Table of contents:

7 dating myths that keep you from finding your happiness
7 dating myths that keep you from finding your happiness
Anonim

Change your approach to romantic dates if you want to not only have a good time, but also build a harmonious relationship.

7 dating myths that keep you from finding your happiness
7 dating myths that keep you from finding your happiness

1. "Chemistry" between partners on the first date is required

The common myth about halves is to blame for everything: they say, you see the one who is intended for you - and you immediately realize everything. If in three seconds it was not possible to understand whether you are ready to spend your whole life with this person or not, then there is no point in meeting further.

In fact, such a development of events is not excluded, but it is absolutely not necessary. There are people with whom we have the same interests, life goals, thoughts about the future. But to be convinced of this, you need to communicate. And at first glance, you can only evaluate the appearance, so that the notorious "spark", in general, does not mean anything.

Of course, if a person is categorically unpleasant, this is significant. But if you are generally sympathetic to him, then because of mythology and stereotypes, you should not deprive yourself of the opportunity to get to know him better.

2. A man should pay for everything

This thesis is taken so seriously, as if it was filled with small print number 11 on the tablets of Moses. In fact, these are social "dances" that are successful if both partners dance. That is, both the man and the woman must be firmly convinced that this is how it works and that it means something.

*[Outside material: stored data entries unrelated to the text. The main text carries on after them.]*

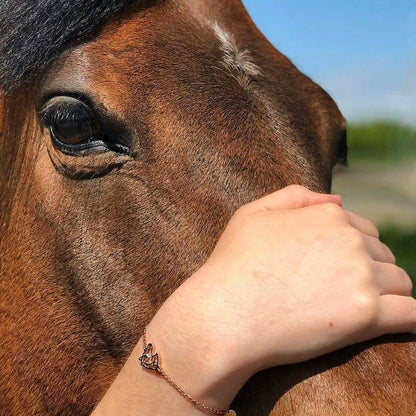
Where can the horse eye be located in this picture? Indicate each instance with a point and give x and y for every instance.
(74, 126)
(70, 122)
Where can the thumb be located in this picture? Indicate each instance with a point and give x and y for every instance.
(291, 197)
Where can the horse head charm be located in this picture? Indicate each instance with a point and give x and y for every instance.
(148, 359)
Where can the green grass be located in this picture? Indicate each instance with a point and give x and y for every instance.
(382, 140)
(403, 245)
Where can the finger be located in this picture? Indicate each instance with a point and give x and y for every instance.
(378, 250)
(392, 279)
(291, 197)
(397, 314)
(362, 224)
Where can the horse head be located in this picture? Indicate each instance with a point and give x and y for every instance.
(124, 153)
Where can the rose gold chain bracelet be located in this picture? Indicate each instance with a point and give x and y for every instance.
(150, 361)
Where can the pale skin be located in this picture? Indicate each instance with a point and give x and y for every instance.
(286, 269)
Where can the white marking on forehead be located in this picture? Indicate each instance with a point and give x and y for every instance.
(239, 62)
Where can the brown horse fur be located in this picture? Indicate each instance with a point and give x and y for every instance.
(91, 246)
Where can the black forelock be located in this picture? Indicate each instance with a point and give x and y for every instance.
(34, 32)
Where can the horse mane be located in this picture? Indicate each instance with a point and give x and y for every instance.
(34, 32)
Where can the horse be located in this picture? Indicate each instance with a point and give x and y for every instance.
(131, 131)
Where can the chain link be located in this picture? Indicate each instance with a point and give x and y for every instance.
(181, 391)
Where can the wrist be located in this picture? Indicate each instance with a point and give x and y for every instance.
(191, 352)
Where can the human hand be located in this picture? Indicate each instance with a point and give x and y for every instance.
(292, 277)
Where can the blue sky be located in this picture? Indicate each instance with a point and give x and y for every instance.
(362, 52)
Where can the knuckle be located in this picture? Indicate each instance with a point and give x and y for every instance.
(353, 237)
(333, 210)
(298, 189)
(407, 281)
(364, 309)
(388, 252)
(373, 226)
(241, 211)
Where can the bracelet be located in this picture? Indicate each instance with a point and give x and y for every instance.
(150, 361)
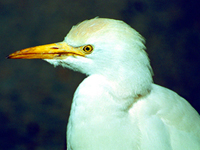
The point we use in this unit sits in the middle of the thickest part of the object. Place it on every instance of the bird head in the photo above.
(98, 46)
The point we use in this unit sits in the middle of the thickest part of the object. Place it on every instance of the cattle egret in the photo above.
(118, 107)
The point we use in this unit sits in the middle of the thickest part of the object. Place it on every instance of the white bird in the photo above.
(118, 107)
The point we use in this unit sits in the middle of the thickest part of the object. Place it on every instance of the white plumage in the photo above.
(118, 107)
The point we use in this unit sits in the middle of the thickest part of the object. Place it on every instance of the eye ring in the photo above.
(88, 49)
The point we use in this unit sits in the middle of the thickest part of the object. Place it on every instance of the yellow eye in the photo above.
(88, 49)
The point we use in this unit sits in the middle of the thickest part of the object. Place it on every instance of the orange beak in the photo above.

The very conviction refers to the times when a woman, in essence, had nothing to pay with. If she worked, she received little, because her whole "career" was reduced to the expectation of marriage. She did not have personal money from this, but it seems like the husband was supposed to support the family.

Times have changed. Women work and are able to pay everywhere on their own. The fact that a man pays for two is an element of courtship, no more, like many other gestures and actions. But you hardly heard something like: "He climbed the stairs in front of me, I don't want to see him again." But with the bill for a cup of coffee, such a story is common.

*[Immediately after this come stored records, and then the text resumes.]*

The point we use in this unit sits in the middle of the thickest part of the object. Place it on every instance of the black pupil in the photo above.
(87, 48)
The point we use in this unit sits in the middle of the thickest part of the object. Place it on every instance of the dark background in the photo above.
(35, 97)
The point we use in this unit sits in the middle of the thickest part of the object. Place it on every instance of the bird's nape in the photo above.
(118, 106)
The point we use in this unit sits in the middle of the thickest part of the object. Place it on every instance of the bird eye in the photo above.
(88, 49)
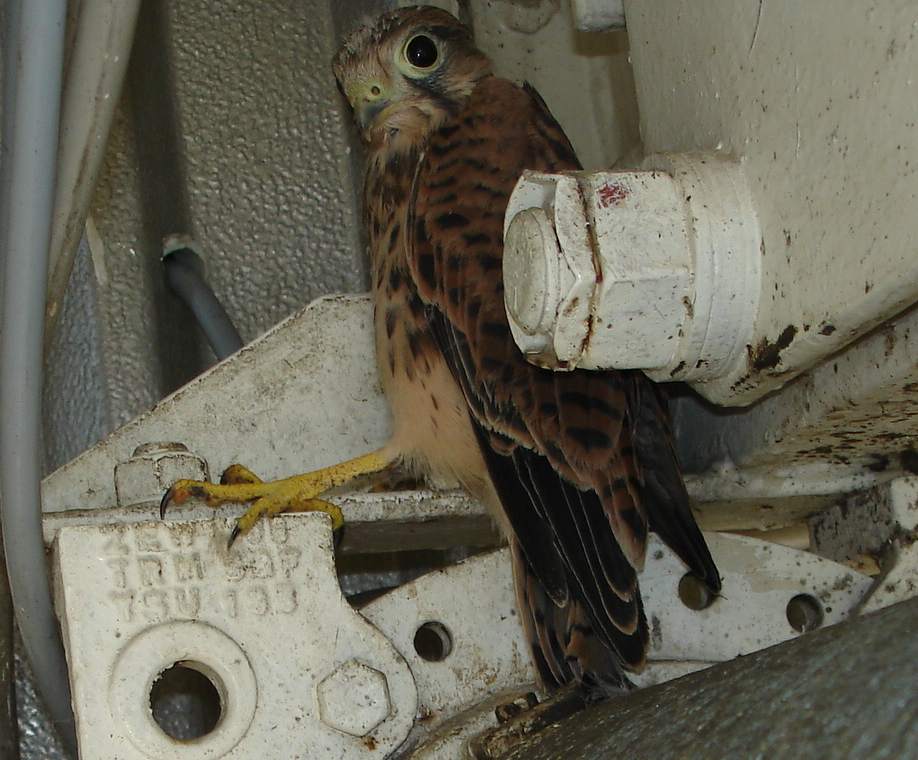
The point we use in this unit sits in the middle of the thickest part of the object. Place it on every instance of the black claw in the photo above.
(164, 502)
(233, 536)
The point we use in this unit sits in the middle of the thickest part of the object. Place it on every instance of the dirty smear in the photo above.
(767, 355)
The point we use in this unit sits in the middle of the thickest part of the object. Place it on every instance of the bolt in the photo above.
(804, 613)
(694, 593)
(152, 469)
(354, 699)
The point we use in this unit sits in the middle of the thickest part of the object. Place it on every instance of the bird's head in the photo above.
(408, 72)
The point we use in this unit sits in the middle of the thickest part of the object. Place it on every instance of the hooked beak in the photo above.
(367, 112)
(370, 99)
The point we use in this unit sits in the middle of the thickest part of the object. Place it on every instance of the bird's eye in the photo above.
(421, 52)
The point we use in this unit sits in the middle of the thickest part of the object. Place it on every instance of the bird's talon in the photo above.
(164, 502)
(236, 532)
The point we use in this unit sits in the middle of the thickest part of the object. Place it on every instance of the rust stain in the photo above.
(767, 355)
(612, 194)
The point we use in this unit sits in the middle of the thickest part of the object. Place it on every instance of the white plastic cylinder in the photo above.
(655, 269)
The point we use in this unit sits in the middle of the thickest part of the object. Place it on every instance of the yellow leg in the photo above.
(294, 494)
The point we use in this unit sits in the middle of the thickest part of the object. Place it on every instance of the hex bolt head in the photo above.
(354, 699)
(152, 469)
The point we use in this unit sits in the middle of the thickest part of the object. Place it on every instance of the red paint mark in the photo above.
(611, 194)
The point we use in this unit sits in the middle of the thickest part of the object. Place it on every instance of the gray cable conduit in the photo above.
(31, 108)
(184, 275)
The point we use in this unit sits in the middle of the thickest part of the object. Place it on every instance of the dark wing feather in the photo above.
(560, 447)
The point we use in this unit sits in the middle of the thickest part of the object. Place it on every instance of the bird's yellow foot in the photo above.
(295, 494)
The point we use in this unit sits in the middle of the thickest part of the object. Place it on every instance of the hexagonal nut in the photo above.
(354, 699)
(152, 469)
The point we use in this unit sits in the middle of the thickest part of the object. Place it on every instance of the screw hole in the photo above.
(433, 642)
(804, 613)
(186, 700)
(694, 593)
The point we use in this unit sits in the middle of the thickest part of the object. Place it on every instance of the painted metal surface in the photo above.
(831, 159)
(598, 15)
(295, 666)
(167, 592)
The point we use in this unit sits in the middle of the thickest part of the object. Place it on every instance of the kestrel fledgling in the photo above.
(575, 466)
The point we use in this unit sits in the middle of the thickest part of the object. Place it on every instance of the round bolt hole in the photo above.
(804, 613)
(694, 593)
(186, 701)
(433, 642)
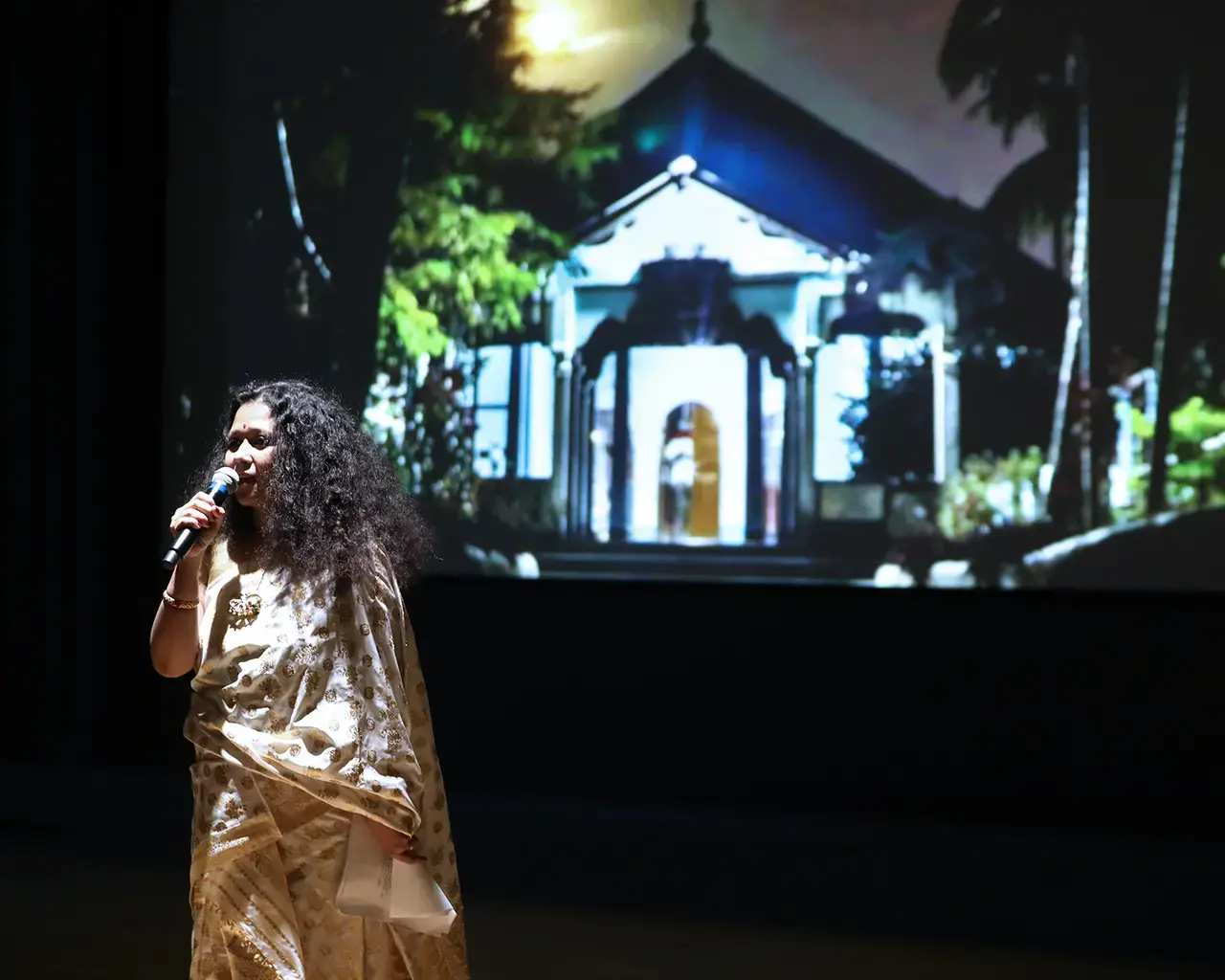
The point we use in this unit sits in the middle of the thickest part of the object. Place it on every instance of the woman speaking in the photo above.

Although if the date is one of the first, this is still an acquaintance, not courtship. In addition, now, thanks to the Internet, an adult can go on first dates several times a week - you won't pay for everyone. And it's not so much about money as about common sense.

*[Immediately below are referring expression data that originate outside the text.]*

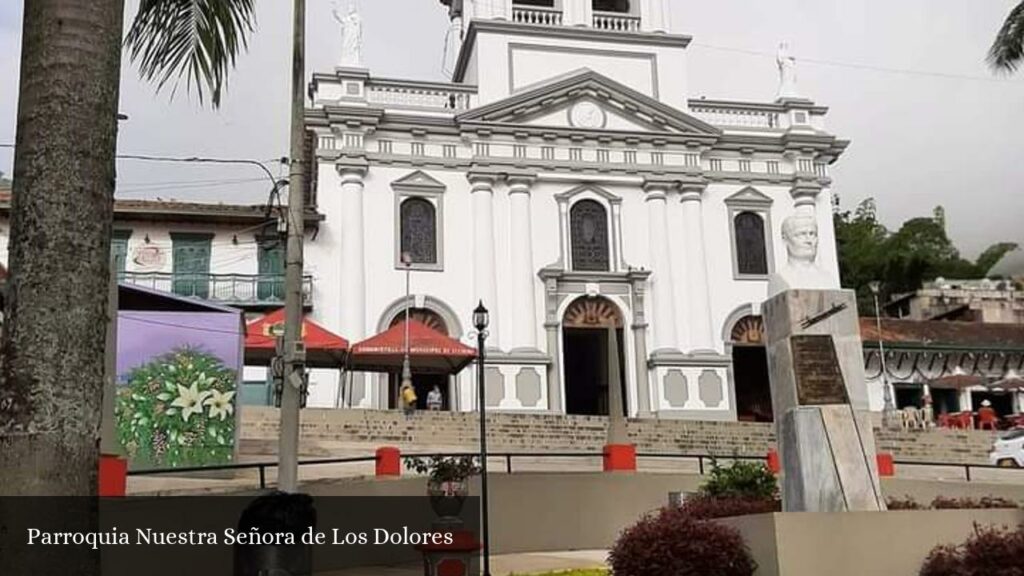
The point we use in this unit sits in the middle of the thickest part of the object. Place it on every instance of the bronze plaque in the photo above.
(819, 379)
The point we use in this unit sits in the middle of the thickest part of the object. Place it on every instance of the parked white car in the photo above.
(1008, 450)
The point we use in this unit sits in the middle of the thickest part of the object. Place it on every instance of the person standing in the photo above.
(434, 399)
(408, 395)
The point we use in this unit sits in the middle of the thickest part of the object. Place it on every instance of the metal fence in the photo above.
(702, 461)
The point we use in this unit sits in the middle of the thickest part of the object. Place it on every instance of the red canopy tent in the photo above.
(324, 348)
(429, 351)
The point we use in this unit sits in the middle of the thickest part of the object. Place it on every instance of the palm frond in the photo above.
(1007, 52)
(194, 40)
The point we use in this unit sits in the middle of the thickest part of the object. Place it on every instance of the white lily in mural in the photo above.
(220, 404)
(189, 401)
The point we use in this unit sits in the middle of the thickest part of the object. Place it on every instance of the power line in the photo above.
(904, 71)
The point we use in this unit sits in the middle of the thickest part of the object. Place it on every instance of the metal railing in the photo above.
(233, 289)
(738, 116)
(537, 15)
(615, 22)
(702, 461)
(428, 95)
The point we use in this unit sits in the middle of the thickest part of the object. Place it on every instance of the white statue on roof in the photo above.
(786, 73)
(351, 36)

However, if you think differently, then why not. Dating is there to find out if outlooks on life coincide. If this is not so, it doesn’t mean that the person is bad, it’s just that you are different.

3. Sex - on the third date

A normal sexual relationship begins when both partners want it and both agree. Man is a very complex creature, influenced not only by biological, but also by social mechanisms. That is why someone is ready for sex already on the first date, while someone, by virtue of convictions, will wait until the wedding.

All options are normal, this is the choice of a person who does not do anyone badly. So all that remains is to look for someone whose aspirations coincide with yours.

4. A date without flowers is not a date

Bouquets are considered a mandatory attribute of courtship, but not always. First, not everyone loves cut flowers and even flowers in general. Secondly, people have all sorts of allergies, and an unfamiliar donor may not be aware of this. Thirdly, a bouquet can bring a lot of inconvenience on a date: how to carry it for a walk, where to put it in a cafe, where to place it, if it's a go-kart center.

So bouquet is not the default option. If you want to do something pleasant in this way, you should first find out if it will really be pleasant.

5. You need to show only your best sides

This is inevitable: when we meet new people, we try to introduce them to the best version of ourselves. But you shouldn't be too zealous. Because if the relationship develops, wearing a mask for the rest of your life or connection will not work. As a result, sooner or later you will appear in front of your partner as a different person, and not the one he loved.

Of course, there is no need to rush and release all your cockroaches on the first date, but you can already "walk" them one at a time. In the end, harmonious relationships are not built by ideal people, but by those who coincide with each other. So it's better to start looking for common ground right away.

6. A woman must be unapproachable, and a man mysterious

Here you can substitute any stereotypical definitions that society has - a carriage for each gender. And most likely, living up to accepted expectations will actually help more people like you. But does it make sense if, in the end, you need one - the only person who will love you, and not the stereotypical tinsel.

Moreover, all sorts of features will become "face control" and even on the approach will cut off those for whom there is no need to waste time.

7. Dating an Internet acquaintance is not real

A significant part of life has moved to the Internet. But people are still suspicious of online dating. Therefore, if you met with friends, at intellectual games, in a bar or on the street, then this is a serious date. And if via the Internet, then nothing good will come of it.

This is, of course, a myth. The Internet is just another channel of communication, where there are nice people and unpleasant ones - everything is like in life. And many find their halves on the Web, for example, the heroes of our material about Internet dating.